I don’t dare look at Raleigh, who would let Thomas know even sooner than that. Right now, she’s a civilian who got caught in the crossfire. If I draw attention to her-
The gun cocks in Silver’s hand. He levels it on me again, and my whole body seizes. The world narrows to Silver’s eyes and the barrel hovering beneath them. “Funny. So would I. And I’m the one who’s in the room with you, holding a gun to your head. So why don’t you start taking me seriously, huh?” He lets the words hang in the air, waits until I nod before going on. “I’ll repeat myself only one more time, Mr. Lindman. You’ll tell me what makes Thomas Warwick tick, and I’ll let you live.”
I have to lie. If I don’t agree to help this man, I’m dying today, and god knows what will happen to Raleigh before they kill her too. I lick my lips, open my mouth-
The door behind Silver bursts open.
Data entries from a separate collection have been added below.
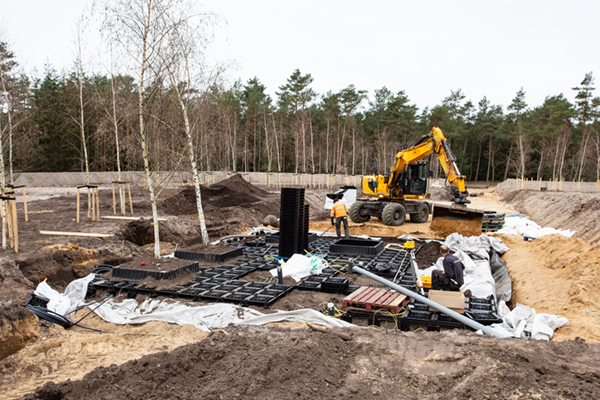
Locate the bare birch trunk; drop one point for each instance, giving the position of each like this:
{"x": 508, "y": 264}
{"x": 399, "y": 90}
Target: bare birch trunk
{"x": 276, "y": 144}
{"x": 82, "y": 122}
{"x": 116, "y": 126}
{"x": 2, "y": 169}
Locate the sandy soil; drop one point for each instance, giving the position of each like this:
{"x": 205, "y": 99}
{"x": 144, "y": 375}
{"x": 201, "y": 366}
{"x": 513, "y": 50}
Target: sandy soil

Another man, dressed the same as his colleagues, rushes in. “Boss- you need to-”
Silver whips to face the newcomer. “I’m in the middle of a fucking interrogation, and you don’t even bother to knock?!” he demands. I half expect him to level the gun on his own goon, but he keeps it trained on me.
His henchman stumbles back. “S-Sorry boss. I’m sorry. I-I just-” He looks around the room, takes in Raleigh and I and the gun I’m staring down. “There’s something important I need to-”
“It can’t fucking wait?” Silver hisses.
“No boss, no! I need to tell you right now!”